23 July 2020 | davidvmcgillivray-24-905811
Time capsule comedy showing British humour at a crossroads
As TV's technically innovative and anarchic "Kenny Everett Video Cassette" was drawing to a close in 1981, its star compered this very different comedy show tailored for the new home video market. Shot in a nightclub in London's Soho it features old-school comics, some in evening dress, doing dirty material that would not have been allowed on TV at the time. It's very much of its era, i.e. sexist, racist, homophobic, although this style of comedy was already on its way out. Alternative comedy was well established and would soon become the norm. Everett is between the two eras. He is as camp as Christmas on stage but in interspersed comedy sketches shot elsewhere he only lusts after semi-naked young women.

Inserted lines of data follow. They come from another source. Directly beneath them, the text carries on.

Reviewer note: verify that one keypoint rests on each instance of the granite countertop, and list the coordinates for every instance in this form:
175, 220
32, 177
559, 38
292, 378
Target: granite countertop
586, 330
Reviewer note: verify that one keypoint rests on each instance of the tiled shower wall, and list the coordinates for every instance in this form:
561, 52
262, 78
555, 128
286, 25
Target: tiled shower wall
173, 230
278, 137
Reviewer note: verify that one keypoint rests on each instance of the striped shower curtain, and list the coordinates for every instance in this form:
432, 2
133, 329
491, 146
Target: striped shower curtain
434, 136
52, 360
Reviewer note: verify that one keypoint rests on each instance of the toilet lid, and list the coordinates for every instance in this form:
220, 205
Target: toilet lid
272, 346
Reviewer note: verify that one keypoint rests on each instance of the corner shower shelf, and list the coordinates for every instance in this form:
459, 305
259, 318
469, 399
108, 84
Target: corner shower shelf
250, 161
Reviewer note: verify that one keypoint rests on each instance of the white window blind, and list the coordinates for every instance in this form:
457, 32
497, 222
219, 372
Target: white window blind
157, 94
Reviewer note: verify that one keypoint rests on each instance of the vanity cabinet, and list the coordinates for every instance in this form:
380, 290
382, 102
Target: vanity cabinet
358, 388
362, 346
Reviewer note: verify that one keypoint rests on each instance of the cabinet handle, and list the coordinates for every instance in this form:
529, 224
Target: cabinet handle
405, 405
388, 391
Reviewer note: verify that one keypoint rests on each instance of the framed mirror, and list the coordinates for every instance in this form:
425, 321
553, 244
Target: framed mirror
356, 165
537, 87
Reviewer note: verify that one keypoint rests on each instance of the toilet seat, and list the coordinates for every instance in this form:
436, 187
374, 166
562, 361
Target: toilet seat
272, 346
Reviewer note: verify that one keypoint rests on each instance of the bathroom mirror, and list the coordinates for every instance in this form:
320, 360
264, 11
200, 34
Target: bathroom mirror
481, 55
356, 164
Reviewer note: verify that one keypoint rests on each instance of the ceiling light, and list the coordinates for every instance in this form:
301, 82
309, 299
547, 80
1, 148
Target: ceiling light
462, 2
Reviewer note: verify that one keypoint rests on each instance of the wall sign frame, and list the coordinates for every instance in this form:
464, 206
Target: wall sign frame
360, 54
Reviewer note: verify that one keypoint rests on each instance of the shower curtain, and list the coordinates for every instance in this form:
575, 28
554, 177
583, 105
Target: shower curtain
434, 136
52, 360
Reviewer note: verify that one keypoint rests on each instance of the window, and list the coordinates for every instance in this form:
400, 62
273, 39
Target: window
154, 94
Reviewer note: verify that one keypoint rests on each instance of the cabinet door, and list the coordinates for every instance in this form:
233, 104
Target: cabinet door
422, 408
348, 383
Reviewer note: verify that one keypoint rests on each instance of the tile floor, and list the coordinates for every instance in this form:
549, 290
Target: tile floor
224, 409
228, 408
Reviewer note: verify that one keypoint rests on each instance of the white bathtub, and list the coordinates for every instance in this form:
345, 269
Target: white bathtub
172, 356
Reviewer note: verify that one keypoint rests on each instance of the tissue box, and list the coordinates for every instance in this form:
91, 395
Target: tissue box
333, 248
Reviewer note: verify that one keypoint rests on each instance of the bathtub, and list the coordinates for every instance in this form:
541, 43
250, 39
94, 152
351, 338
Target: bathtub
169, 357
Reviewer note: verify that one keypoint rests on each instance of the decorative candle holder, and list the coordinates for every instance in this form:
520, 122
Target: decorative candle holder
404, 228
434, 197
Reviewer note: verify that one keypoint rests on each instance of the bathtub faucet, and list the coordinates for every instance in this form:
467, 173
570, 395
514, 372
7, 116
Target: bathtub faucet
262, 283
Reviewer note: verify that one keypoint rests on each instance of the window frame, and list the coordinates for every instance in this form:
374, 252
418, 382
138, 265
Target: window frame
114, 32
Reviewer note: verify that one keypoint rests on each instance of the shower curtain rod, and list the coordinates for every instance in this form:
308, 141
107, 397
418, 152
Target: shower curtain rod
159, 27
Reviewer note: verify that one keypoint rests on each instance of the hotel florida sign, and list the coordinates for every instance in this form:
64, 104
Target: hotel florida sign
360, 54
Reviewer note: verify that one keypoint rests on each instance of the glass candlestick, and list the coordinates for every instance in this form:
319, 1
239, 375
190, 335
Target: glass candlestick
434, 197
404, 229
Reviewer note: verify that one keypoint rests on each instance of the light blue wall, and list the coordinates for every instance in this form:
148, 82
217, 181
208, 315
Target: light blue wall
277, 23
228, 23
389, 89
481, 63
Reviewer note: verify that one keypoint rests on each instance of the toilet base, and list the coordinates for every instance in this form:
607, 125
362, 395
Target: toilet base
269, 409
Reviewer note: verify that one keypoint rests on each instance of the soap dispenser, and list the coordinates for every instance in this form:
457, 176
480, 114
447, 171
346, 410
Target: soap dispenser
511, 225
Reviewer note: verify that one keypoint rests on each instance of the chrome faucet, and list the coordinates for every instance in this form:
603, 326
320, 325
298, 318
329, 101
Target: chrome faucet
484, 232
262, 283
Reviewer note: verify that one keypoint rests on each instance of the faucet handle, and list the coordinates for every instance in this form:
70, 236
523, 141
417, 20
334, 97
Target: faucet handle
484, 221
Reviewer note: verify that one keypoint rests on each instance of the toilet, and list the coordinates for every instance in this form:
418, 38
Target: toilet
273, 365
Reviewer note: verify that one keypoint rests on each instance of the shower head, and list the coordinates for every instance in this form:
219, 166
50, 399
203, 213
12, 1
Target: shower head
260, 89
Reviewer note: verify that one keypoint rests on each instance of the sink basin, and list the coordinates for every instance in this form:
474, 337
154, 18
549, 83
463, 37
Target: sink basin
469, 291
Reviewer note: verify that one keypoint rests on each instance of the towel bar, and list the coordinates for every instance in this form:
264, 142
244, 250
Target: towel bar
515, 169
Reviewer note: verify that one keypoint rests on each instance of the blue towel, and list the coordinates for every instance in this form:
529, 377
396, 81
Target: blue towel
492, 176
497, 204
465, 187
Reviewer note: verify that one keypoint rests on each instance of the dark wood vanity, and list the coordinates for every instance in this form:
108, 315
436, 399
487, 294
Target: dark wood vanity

In keeping with Everett's TV style, mistakes and chat with the film crew are kept in and there are constant references to tape editing and rewinding (as well as sinful Soho). The comics are a mixed bunch and some of their jokes are now toe-curling. William Rushton's act consists largely of repeating the word "pouves". Leslie Crowther does the X-rated routine he would have used for working men's clubs. A celebrity-packed audience seems to be having a great time. Editing is haphazard to put it mildly. The tape must have sold because it was followed in 1982 by "The New Kenny Everett Naughty Video". In this format Everett, supported by Barry Cryer and William Rushton, performed his TV characters in a studio to a small, largely female audience. Both tapes will be included as extras on a forthcoming Blu-ray release of the Everett movie "Bloodbath at the House of Death". Almost certainly they will be have to be preceded by warnings about outdated discriminatory language.